Installing IBM Aspera Proxy

To install IBM Aspera Proxy, log into your computer as root, and follow the steps below.

  1. Download the Aspera product installer from the Aspera download site.
    Use the credentials Aspera has provided to your organization to access:
    http://downloads.asperasoft.com/en/downloads/42

    If you need help determining your access credentials, contact your Aspera account manager.

  2. Launch the installer by running the following commands with root privileges:

    RPM

    # rpm -Uvh ibm-aspera-proxy-version.rpm 
    For upgrades, use -U instead of -i. -U is the same except that it removes all other versions of the package after the new one is installed.

    DEB

    # dpkg -i aspera-proxy-version.deb
    For upgrades, see your system's man page or other documentation for dpkg.

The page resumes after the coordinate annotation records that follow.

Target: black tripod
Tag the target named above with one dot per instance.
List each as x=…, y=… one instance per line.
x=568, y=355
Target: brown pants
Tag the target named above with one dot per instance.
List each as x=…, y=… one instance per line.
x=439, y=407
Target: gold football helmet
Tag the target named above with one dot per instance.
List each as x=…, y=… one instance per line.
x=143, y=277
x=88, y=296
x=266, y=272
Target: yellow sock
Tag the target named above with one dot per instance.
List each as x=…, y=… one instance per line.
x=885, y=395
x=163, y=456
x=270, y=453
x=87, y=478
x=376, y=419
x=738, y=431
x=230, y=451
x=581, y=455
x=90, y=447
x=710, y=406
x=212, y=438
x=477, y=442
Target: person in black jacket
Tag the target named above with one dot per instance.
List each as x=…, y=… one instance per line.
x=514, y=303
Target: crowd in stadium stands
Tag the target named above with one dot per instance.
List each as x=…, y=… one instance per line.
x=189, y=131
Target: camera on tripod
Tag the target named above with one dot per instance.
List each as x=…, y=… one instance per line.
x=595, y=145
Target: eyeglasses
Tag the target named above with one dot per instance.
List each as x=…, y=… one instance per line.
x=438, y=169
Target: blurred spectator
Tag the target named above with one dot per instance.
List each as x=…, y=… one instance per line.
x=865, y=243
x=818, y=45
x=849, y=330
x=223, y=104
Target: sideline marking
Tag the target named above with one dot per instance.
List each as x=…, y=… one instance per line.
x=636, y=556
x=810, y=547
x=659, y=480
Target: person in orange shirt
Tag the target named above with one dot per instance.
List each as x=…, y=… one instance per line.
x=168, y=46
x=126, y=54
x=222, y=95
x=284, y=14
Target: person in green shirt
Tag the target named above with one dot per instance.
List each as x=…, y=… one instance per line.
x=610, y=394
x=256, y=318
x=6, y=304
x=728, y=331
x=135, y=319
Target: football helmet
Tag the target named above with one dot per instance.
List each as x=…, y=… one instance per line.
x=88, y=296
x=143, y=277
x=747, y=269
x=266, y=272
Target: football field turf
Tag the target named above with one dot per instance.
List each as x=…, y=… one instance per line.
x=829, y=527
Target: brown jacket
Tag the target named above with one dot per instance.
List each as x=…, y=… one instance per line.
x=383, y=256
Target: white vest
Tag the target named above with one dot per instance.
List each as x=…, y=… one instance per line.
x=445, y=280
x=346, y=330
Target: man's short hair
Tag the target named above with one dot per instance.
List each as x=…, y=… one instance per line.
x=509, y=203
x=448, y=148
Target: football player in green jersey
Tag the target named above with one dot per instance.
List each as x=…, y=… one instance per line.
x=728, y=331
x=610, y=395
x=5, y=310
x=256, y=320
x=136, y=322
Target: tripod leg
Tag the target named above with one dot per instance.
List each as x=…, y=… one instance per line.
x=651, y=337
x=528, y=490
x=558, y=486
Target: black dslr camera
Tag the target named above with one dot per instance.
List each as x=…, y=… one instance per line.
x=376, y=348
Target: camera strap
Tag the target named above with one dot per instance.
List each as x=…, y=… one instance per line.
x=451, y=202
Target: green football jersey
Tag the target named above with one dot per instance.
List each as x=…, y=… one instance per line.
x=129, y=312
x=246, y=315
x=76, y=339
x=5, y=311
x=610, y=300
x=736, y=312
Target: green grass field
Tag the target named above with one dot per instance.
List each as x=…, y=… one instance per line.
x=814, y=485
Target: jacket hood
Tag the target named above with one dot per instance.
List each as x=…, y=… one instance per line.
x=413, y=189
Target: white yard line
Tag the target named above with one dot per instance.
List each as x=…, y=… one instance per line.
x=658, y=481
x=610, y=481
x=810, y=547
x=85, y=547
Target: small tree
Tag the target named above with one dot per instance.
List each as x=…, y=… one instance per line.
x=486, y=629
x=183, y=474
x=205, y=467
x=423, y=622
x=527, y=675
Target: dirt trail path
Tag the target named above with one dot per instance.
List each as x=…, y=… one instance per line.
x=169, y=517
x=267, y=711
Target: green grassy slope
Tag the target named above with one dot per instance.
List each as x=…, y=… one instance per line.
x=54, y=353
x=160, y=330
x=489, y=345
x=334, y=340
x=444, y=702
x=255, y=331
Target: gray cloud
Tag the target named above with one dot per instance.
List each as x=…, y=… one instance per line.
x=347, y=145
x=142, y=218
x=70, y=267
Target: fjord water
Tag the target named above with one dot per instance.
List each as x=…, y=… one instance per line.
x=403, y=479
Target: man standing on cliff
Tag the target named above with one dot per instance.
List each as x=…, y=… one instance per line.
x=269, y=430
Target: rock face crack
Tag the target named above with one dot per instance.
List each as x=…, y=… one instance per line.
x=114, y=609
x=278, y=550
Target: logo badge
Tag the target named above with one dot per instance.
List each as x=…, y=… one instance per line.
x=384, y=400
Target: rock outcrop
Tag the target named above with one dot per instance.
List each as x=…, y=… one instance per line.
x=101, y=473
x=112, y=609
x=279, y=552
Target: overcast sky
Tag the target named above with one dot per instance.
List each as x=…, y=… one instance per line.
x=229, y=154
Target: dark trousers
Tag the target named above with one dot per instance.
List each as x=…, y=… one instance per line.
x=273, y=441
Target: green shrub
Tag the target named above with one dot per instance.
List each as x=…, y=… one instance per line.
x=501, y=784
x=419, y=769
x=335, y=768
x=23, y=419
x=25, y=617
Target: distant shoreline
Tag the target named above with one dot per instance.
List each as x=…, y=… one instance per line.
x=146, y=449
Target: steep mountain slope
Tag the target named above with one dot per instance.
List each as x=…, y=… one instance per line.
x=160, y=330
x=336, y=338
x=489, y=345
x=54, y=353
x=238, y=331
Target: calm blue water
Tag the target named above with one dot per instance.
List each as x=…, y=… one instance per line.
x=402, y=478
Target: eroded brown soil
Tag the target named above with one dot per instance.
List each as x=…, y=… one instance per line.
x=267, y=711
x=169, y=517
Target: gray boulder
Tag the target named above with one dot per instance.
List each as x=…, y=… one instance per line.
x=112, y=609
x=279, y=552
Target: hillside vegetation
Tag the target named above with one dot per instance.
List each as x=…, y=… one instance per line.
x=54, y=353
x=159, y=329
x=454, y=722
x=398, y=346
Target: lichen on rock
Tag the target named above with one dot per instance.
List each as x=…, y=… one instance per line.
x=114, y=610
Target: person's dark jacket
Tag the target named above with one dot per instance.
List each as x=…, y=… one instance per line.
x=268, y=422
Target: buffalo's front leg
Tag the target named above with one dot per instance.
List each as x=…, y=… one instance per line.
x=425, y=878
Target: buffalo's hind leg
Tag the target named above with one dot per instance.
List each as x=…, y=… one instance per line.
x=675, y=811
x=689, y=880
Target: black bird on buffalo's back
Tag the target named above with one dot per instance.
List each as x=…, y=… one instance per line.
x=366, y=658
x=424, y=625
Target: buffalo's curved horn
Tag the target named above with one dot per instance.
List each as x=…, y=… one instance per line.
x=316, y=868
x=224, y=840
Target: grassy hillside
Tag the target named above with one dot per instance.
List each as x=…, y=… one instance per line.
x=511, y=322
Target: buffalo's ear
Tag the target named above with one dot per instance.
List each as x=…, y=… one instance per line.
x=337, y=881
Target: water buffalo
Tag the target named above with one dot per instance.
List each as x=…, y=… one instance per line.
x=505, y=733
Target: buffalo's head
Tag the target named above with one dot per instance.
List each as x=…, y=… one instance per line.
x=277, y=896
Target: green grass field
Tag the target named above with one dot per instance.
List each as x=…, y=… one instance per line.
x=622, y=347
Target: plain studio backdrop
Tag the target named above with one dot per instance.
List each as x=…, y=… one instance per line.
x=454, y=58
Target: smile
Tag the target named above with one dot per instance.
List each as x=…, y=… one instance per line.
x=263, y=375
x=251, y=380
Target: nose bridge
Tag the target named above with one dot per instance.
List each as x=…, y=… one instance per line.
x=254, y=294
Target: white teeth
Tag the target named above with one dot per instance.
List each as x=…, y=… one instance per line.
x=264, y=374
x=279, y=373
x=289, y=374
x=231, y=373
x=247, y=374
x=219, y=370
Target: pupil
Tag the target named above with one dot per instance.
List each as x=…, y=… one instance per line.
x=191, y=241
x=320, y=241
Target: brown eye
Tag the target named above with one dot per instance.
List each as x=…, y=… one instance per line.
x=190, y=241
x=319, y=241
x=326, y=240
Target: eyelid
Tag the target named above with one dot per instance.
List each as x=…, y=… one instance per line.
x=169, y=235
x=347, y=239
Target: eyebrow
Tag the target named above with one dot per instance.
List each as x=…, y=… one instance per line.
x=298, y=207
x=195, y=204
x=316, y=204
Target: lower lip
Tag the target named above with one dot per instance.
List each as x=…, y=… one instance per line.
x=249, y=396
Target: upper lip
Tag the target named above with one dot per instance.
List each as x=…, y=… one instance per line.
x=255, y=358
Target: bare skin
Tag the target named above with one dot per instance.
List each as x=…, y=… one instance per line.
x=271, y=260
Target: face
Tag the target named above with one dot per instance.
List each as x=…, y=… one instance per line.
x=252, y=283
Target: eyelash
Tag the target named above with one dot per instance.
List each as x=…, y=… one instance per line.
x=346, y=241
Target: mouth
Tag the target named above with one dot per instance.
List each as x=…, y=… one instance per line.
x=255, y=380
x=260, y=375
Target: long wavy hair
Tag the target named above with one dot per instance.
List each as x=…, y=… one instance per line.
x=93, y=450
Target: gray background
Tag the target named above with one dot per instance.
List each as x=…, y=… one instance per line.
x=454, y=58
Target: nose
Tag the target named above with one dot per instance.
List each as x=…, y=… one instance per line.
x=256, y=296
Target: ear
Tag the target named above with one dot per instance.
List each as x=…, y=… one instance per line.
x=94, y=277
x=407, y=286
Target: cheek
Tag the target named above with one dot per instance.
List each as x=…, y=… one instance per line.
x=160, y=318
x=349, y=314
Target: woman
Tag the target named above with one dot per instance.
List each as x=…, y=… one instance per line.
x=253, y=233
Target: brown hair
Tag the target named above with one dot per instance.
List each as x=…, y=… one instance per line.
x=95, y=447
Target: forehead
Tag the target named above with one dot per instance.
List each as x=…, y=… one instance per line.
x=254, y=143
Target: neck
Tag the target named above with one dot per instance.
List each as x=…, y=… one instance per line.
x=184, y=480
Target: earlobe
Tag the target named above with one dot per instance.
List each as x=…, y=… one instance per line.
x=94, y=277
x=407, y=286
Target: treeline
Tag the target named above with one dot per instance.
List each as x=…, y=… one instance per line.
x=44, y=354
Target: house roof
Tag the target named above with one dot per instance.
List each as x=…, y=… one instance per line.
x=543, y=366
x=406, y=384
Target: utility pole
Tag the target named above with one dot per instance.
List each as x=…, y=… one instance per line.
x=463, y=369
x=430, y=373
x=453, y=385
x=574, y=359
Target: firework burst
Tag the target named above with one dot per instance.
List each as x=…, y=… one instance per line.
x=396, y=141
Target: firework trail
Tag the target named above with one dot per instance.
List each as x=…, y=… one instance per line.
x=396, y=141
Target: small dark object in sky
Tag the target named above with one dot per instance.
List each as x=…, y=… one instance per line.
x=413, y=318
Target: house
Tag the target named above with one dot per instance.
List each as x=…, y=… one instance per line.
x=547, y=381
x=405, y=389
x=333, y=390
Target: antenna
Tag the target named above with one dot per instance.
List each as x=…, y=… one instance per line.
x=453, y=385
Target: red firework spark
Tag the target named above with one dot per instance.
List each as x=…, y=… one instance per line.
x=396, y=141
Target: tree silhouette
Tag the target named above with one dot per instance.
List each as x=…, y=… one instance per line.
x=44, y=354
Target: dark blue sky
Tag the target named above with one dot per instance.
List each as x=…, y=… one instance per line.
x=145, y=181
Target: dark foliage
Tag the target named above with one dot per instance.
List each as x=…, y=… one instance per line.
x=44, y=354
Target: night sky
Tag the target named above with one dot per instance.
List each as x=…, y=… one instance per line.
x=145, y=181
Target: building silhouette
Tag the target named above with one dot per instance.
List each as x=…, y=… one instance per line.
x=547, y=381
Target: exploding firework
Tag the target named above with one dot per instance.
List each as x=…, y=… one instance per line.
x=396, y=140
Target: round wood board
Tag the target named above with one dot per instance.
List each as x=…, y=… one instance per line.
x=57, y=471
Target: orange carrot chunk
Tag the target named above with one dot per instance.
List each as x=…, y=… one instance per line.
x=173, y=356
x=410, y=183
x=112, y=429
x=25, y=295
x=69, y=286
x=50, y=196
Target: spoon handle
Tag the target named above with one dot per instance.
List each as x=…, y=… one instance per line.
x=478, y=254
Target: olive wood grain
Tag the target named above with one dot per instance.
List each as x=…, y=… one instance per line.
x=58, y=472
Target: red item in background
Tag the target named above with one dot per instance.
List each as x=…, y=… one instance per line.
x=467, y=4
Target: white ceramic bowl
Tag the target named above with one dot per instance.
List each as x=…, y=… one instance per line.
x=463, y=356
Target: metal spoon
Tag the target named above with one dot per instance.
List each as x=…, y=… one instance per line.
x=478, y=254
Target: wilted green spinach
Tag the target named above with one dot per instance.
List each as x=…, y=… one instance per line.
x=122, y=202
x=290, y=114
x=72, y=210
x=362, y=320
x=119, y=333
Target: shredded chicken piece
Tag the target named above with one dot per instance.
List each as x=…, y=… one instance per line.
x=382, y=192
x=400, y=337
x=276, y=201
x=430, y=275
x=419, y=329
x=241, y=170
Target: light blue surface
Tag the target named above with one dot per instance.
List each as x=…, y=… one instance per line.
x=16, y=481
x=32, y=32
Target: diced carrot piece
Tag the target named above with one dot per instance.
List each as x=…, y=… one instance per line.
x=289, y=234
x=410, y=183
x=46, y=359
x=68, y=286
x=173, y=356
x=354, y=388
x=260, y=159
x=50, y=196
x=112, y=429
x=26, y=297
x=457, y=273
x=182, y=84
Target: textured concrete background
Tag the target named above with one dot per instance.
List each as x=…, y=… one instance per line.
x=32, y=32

    This starts the IBM Aspera Proxy daemon and makes adjustments to the iptables system settings.

  3. Install the license.
    In a terminal window, create the following file. Open the file with a text editor and paste your license key string into it:
    /opt/aspera/proxy/etc/aspera-license

    If you’re updating an existing license, open the file and replace the existing license string with a new one.

    Save and close the file, then run the following command to verify the installed version is correct:

    # ascp -A
  4. Review or update OpenSSH authentication methods.
    Open your SSH server configuration file with a text editor:
    /etc/ssh/sshd_config

    To allow public key authentication, set PubkeyAuthentication to yes. If you also plan to allow password authentication, which is less secure than keys, set PasswordAuthentication to yes:

    ...
    PubkeyAuthentication yes
    PasswordAuthentication yes
    ...
    Note: For information about security options with Aspera products, see Appendix: Securing Your SSH Server.

    Save and close the file, then run one of the following commands to restart SSH.

    Note: Depending on the Linux type and version, your system's restart procedure uses either init or systemd. To determine which of these your system uses, you can run either or both the following:
    $ ps -C systemd
    $ ps -C init
    If the output reports that there are systemd processes, use the systemctl command. If no systemd processes are reported, you can generally assume the system uses init. (Although the above command for init searched for init, a return of init may be misleading if it's actually a symlink to systemd.)

    systemd

    # systemctl sshd restart 

    init

    # service ssh restart 
  5. Generate a new self-signed certificate.
    Self-signed certificates that use an IP address instead of a hostname can no longer be used. For security reasons, if the Proxy server uses the self-signed certificates that were generated during installation, transfers through forward proxy are now refused, because these certificates do not include the hostname. Also, if you are upgrading from a previous version of Proxy, your client certificates may be using an IP address instead of the hostname.

    To generate a new certificate and key that includes the hostname, run the following command on the Proxy server:

    # /opt/aspera/proxy/bin/generate-cert.sh hostname

    This command replaces the existing aspera_server_cert.pem in the Proxy installation with a new certificate that includes the hostname.